En su última visita a nuestro país en 2016, el Papa Francisco dejó en claro su postura frente a los grandes males que aquejaban al país y que lamentablemente al día de hoy, no solo no se han resuelto, sino que se han exacerbado: la violencia, la migración, el desplazamiento forzado, la corrupción, el abandono social y el narcotráfico.
Desde Ciudad Juárez, en una misa en la frontera con Estados Unidos, hizo un llamado urgente al respeto por la dignidad de los migrantes y condenó las condiciones inhumanas que padecen; en Chiapas, uno de los estados con mayor rezago social, denunció el olvido institucional hacia los pueblos indígenas y criticó la discriminación estructural que perpetúa la marginación; en Michoacán, uno de los estados más afectados por el narcotráfico, el Papa denunció con firmeza la violencia y la cultura del crimen organizado:“Jesús jamás nos invitaría a ser sicarios. Él nos llama discípulos.”
Lo cierto es que durante su pontificado, el Papa Francisco habló una y otra vez de las víctimas.
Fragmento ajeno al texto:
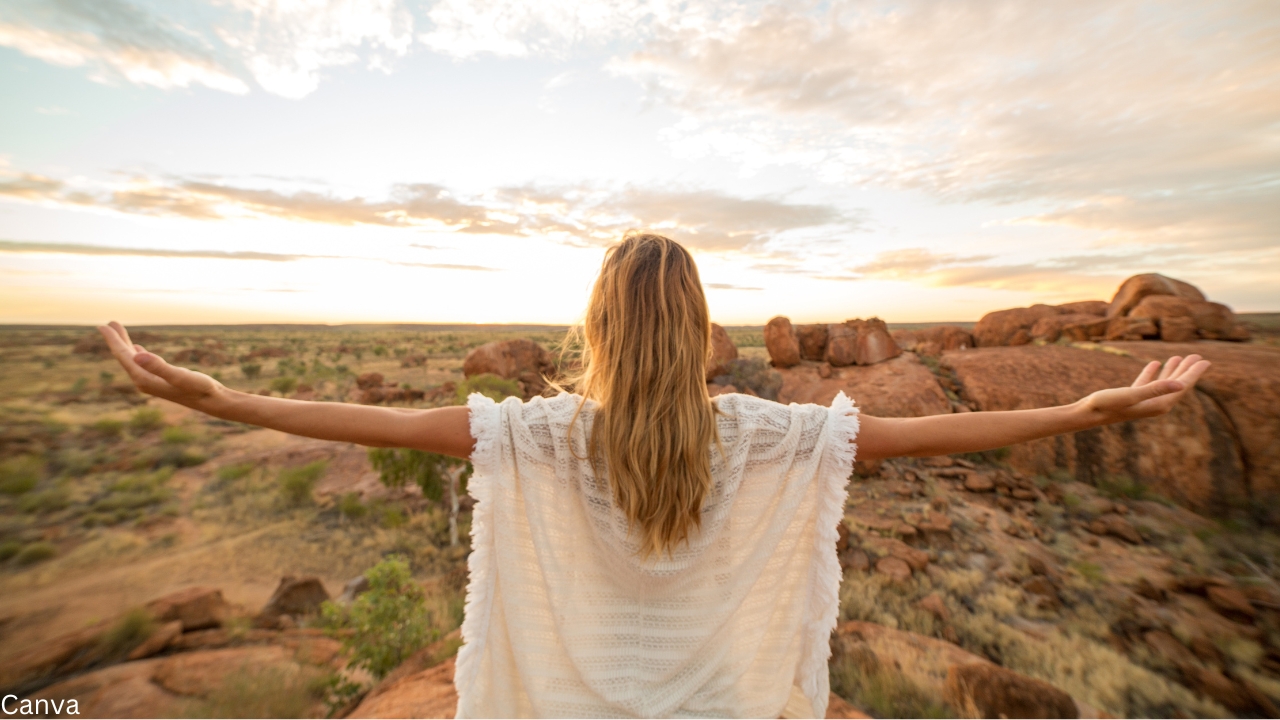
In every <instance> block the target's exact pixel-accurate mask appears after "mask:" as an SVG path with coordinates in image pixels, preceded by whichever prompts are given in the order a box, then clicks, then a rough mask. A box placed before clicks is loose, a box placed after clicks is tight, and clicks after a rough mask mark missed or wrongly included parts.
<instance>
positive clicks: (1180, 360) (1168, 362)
mask: <svg viewBox="0 0 1280 720" xmlns="http://www.w3.org/2000/svg"><path fill="white" fill-rule="evenodd" d="M1181 361H1183V359H1181V357H1179V356H1178V355H1174V356H1172V357H1170V359H1169V360H1166V361H1165V369H1164V370H1161V372H1160V378H1157V379H1161V380H1167V379H1169V375H1171V374H1174V370H1176V369H1178V364H1179V363H1181Z"/></svg>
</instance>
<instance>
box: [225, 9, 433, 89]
mask: <svg viewBox="0 0 1280 720" xmlns="http://www.w3.org/2000/svg"><path fill="white" fill-rule="evenodd" d="M228 5H229V6H232V8H234V9H237V10H239V13H238V14H236V15H233V17H232V18H229V19H228V20H227V22H225V23H224V24H223V26H220V27H218V28H216V33H218V36H219V37H220V38H221V40H223V41H224V42H225V44H227V45H228V46H230V47H233V49H236V50H238V51H239V53H241V55H242V58H243V61H244V64H246V65H247V67H248V69H250V72H252V73H253V79H256V81H257V82H259V85H261V86H262V88H264V90H266V91H268V92H274V94H275V95H280V96H283V97H292V99H298V97H306V96H307V95H310V94H312V92H315V90H316V88H317V87H319V86H320V76H321V72H323V70H324V69H325V68H332V67H339V65H349V64H353V63H357V61H360V60H361V59H362V56H364V59H365V61H366V63H367V65H369V67H370V68H374V69H383V70H387V69H389V68H390V64H392V61H394V59H397V58H402V56H404V54H407V53H408V49H410V45H411V44H412V42H413V18H412V17H411V15H410V13H408V10H407V9H406V8H404V6H403V5H402V4H401V3H399V0H312V1H297V0H228Z"/></svg>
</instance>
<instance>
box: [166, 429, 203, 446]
mask: <svg viewBox="0 0 1280 720" xmlns="http://www.w3.org/2000/svg"><path fill="white" fill-rule="evenodd" d="M193 439H196V434H195V433H192V432H191V430H187V429H186V428H177V427H173V428H165V429H164V430H163V432H161V433H160V441H161V442H164V443H165V445H187V443H188V442H191V441H193Z"/></svg>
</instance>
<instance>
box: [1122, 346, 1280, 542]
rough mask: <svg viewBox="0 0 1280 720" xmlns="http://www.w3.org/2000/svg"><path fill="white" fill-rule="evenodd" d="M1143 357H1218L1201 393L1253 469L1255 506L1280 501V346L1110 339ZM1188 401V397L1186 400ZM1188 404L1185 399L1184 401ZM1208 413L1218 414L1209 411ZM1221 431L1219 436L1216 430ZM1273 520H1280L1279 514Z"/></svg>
mask: <svg viewBox="0 0 1280 720" xmlns="http://www.w3.org/2000/svg"><path fill="white" fill-rule="evenodd" d="M1107 345H1111V346H1114V347H1116V348H1120V350H1124V351H1126V352H1130V354H1133V355H1134V356H1135V357H1138V359H1140V360H1160V361H1165V360H1167V359H1169V356H1171V355H1180V356H1184V357H1185V356H1187V355H1190V354H1193V352H1194V354H1199V355H1202V356H1203V357H1204V359H1206V360H1210V361H1211V363H1213V366H1212V368H1210V372H1208V373H1206V374H1204V375H1203V377H1202V378H1201V379H1199V382H1198V383H1197V384H1196V389H1197V391H1198V392H1197V395H1199V393H1203V395H1204V396H1207V398H1210V400H1208V404H1211V405H1213V406H1215V409H1220V410H1221V413H1222V414H1225V415H1226V418H1224V419H1222V421H1221V425H1222V427H1224V430H1222V434H1224V436H1225V438H1224V439H1222V442H1225V443H1231V445H1233V446H1235V445H1239V448H1240V452H1242V455H1243V460H1244V465H1243V468H1242V471H1244V469H1247V477H1245V482H1247V487H1248V489H1249V493H1248V498H1247V500H1245V498H1240V500H1242V502H1244V503H1251V502H1252V505H1253V506H1254V507H1276V506H1277V502H1276V500H1280V442H1276V438H1277V437H1280V413H1277V411H1276V409H1277V407H1280V348H1276V347H1266V346H1261V345H1234V343H1225V342H1197V343H1194V345H1192V343H1188V345H1164V343H1152V342H1115V343H1107ZM1184 404H1185V402H1184ZM1184 404H1183V405H1184ZM1207 419H1210V420H1212V418H1211V416H1208V415H1207ZM1215 437H1217V436H1215ZM1271 521H1272V523H1280V514H1276V515H1275V516H1274V518H1272V520H1271Z"/></svg>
Con firmeza y compasión, describió a México como un país con enorme potencial espiritual y humano, pero marcado profundamente por la violencia, la impunidad y la corrupción.
Es de resaltar sus constantes llamados a todas y todos. A los jóvenes, les pidió no dejarse seducir por el dinero fácil por quienes calificó como “mercaderes de la muerte” y a quienes tenemos liderazgos o cargos públicos, a trabajar por el bien común y a no dejarnos seducir por el dinero y la corrupción.
Resalta que para el primer mandatario católico, la seguridad no era un privilegio, sino un derecho humano, base fundamental para preservar la vida y la tranquilidad. Llamó a los gobiernos a garantizarla como base para una vida digna. Su crítica, siempre directa, nunca fue partidista: era ética, no ideológica; era moral, no política.
Hoy, su muerte nos llama a la reflexión en un México donde la violencia sigue cobrando vidas, donde la corrupción erosiona la confianza, donde la desigualdad y la intolerancia divide, su voz sigue resonando como un eco que exige acciones, no discursos.
En suma, el Papa Francisco deja un legado espiritual y social invaluable. Mi mayor deseo es que los cardenales del mundo elijan a alguien que continúe con esa visión transformadora, que represente fielmente los valores de la Iglesia y que inspire, como él lo hizo, a construir sociedades más justas, incluyentes y humanas, porque todas las religiones deben ser guiadas por personas que nos eleven en nuestra calidad humana.